1628, 05 februari. P. 222v

Scheiding en deling tussen Jan Raijemaeckers en Bartholomeuwis Gathis.

Er ontstond een geschil betreffende broek dat vroeger door Jan Scapmans en zijn huisvrouw Marie Rynders verkocht was een Jan Raijemaeckers en dat vernaderd was door Bartholomeus Gatis der Alde. Dit was gedeeltelijk Brabants en gedeeltelijk Loons. Ze wisten niet zeker van enige deling gebeurd tussen Bartholomeuwis voorschreven en Jan Raijemaeckers mits Jan voorschreven in het Brabants 'bejaert' was en in het Loons nooit een deling tussen de partijen gebeurd was en zeker niet te vinden in het Loons register, hebben Jan en Bartholomeus als erfgenamen van hun vader mekaar minnelijke deling bekend.

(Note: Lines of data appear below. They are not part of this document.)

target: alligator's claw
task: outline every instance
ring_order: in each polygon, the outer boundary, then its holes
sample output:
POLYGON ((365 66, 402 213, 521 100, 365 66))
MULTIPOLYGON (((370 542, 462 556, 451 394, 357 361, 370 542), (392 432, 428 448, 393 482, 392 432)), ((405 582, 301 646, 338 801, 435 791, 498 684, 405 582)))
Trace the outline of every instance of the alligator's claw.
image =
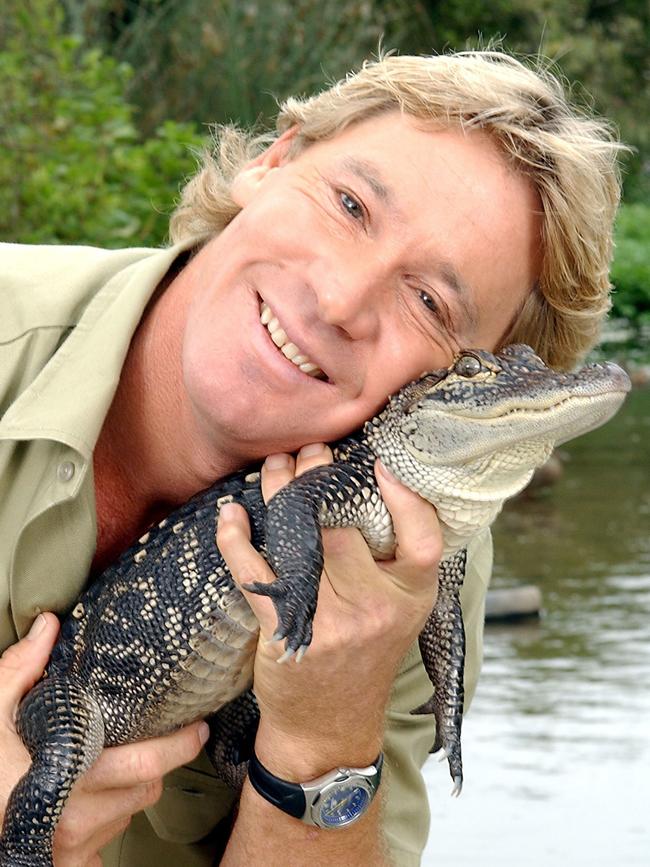
POLYGON ((296 661, 299 662, 311 644, 318 588, 296 578, 276 578, 271 584, 255 581, 245 584, 244 588, 259 596, 268 596, 273 601, 278 616, 278 628, 273 640, 286 639, 286 652, 281 661, 285 662, 296 654, 296 661))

Jan Raijemaeckers zal hebben het achterste beemdje dat grenst O Bartholomeuwis Gathis, W de erfgenamen van Willem ...nes (?), N Michiel Mathei, Z die Laeck, met ook de weg erfelijk gelijk hij opgegraven is.

Bartelmeuwis Gathis zal hebben het voorste beemdje dat grenst O 'die Kieselvoort', W Jan Raijemaeckers en N de weg, Z die Laeck. Jan mag de weg niet breder maken dan hij is en in goede vrede houden. Jan Raijemaeckers zal de Brabants cijns betalen en Bartholomeus de Loonse cijns.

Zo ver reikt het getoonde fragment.